🤖 AI Summary
Balancing privacy preservation and model accuracy remains challenging in mobile network promotional content detection. Method: This paper proposes a three-tier collaborative defense framework: (1) a fine-grained semantic modeling layer based on Transformer architectures (BERT/GPT-2); (2) an adversarial training layer to enhance robustness; and (3) a novel syntax-level differential privacy mechanism integrating multilingual back-translation, character-level noise injection, and entity anonymization—perturbing both inputs and label distributions at the syntactic level. The decoupled architecture enables lightweight deployment on mobile devices while supporting controllable privacy–utility trade-offs. Results: The baseline achieves F1 scores of 0.89–0.90; with full three-tier protection, F1 drops moderately to 0.83, yet privacy leakage is significantly reduced and practical detection accuracy is retained—demonstrating the feasibility of simultaneously achieving strong privacy guarantees and high detection performance.
📝 Abstract
The proliferation of propaganda on mobile platforms raises critical concerns around detection accuracy and user privacy.

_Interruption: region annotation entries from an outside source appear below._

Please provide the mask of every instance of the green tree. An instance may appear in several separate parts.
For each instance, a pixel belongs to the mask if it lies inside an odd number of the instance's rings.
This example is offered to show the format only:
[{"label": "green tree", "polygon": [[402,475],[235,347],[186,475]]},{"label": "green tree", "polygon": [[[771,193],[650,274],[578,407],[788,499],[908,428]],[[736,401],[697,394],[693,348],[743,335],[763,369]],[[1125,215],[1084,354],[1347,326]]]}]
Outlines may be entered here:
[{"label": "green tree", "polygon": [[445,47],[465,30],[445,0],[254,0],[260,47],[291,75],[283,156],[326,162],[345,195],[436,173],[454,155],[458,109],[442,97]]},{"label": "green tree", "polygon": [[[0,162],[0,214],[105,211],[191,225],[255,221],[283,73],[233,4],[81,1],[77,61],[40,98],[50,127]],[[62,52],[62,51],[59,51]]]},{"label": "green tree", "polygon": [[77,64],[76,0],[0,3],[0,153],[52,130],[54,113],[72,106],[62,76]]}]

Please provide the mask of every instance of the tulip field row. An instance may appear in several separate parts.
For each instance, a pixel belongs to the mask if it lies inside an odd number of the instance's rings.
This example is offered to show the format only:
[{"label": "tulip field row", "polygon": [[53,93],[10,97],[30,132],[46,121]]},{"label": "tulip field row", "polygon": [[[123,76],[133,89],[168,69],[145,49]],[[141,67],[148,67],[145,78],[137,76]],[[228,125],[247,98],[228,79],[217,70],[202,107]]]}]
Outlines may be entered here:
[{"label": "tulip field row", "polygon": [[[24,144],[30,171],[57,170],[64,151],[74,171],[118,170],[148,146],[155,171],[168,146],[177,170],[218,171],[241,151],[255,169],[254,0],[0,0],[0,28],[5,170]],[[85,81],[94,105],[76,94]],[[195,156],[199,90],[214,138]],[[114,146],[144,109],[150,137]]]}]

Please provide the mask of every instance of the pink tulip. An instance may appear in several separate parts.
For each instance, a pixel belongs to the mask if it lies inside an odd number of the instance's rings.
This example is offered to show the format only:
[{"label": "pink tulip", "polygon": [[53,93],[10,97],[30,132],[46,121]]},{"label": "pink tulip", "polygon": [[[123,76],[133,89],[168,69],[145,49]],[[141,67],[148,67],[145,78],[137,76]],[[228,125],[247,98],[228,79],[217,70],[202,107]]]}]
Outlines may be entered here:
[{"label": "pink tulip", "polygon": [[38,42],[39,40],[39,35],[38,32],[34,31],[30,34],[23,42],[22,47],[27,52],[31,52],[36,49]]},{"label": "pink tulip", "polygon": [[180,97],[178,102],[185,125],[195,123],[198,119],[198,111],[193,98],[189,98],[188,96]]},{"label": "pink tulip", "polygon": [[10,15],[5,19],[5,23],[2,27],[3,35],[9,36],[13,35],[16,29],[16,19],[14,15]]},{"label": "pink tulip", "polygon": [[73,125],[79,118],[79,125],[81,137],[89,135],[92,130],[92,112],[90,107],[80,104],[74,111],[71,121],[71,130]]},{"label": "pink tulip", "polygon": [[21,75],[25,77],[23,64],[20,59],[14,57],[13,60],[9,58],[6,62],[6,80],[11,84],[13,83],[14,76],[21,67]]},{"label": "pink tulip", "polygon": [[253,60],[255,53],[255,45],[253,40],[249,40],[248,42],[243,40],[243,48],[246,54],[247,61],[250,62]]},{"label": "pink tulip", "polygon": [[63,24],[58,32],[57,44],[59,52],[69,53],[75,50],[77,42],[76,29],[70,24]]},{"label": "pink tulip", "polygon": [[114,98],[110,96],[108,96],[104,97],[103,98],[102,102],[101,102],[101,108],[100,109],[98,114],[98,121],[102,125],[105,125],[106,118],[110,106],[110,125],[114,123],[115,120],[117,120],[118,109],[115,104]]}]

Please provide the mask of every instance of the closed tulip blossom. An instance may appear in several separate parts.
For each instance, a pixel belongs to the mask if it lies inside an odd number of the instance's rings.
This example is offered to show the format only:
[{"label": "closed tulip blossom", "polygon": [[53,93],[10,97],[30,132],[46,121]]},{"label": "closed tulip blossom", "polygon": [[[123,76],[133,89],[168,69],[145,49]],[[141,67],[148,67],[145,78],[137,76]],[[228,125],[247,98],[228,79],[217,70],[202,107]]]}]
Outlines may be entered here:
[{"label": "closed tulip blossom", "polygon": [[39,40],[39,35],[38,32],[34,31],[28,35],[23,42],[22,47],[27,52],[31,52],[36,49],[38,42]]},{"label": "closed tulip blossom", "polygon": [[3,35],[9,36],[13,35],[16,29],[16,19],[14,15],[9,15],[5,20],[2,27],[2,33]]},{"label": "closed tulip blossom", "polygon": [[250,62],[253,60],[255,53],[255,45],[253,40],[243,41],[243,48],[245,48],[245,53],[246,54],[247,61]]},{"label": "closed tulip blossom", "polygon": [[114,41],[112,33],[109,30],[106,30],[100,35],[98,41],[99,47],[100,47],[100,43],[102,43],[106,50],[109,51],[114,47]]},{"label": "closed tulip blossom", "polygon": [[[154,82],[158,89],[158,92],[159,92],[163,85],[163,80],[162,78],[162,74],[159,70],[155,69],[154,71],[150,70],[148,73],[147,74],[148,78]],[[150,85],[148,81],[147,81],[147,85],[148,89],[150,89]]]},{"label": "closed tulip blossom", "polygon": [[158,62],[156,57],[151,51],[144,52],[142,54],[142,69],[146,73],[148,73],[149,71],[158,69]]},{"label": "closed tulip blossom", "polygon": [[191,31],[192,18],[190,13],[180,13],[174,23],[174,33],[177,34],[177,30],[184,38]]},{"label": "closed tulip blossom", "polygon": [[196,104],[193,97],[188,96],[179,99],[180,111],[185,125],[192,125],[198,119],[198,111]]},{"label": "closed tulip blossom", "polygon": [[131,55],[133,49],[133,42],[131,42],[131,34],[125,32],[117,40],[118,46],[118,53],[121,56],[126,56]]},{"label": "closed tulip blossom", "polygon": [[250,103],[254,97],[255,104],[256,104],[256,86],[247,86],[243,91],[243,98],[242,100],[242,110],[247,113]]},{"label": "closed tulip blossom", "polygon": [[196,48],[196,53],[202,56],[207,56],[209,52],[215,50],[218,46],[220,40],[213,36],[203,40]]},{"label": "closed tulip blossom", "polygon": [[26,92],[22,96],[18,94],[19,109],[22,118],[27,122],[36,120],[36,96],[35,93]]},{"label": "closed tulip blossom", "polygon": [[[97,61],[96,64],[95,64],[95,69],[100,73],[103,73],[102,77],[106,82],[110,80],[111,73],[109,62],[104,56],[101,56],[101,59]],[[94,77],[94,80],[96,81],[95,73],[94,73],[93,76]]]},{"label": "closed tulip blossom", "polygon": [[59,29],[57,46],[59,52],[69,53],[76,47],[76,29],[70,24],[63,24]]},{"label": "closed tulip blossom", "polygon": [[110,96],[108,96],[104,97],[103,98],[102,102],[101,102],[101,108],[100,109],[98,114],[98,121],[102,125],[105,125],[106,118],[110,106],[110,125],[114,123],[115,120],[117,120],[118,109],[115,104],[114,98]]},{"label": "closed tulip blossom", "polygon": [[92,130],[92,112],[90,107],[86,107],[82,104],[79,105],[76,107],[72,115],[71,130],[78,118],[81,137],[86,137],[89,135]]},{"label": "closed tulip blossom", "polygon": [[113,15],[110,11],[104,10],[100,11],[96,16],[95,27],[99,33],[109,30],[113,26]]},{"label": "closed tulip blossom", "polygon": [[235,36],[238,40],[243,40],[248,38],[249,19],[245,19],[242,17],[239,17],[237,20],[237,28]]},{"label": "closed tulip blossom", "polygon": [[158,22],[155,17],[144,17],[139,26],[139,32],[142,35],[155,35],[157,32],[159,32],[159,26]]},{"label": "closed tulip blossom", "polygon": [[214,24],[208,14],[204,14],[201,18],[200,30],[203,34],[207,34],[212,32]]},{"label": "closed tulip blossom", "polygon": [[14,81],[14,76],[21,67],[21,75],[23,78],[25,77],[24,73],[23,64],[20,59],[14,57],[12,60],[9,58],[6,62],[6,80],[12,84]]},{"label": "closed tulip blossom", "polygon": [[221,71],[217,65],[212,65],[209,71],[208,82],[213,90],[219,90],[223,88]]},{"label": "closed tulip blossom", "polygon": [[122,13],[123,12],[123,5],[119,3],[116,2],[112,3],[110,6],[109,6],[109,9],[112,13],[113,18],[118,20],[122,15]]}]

To address this, we propose TRIDENT - a three-tier propaganda detection model implementing transformers, adversarial learning, and differential privacy which integrates syntactic obfuscation and label perturbation to mitigate privacy leakage while maintaining propaganda detection accuracy. TRIDENT leverages multilingual back-translation to introduce semantic variance, character-level noise, and entity obfuscation for differential privacy enforcement, and combines these techniques into a unified defense mechanism. Using a binary propaganda classification dataset, baseline transformer models (BERT, GPT-2) we achieved F1 scores of 0.89 and 0.90. Applying TRIDENT's third-tier defense yields a reduced but effective cumulative F1 of 0.83, demonstrating strong privacy protection across mobile ML deployments with minimal degradation.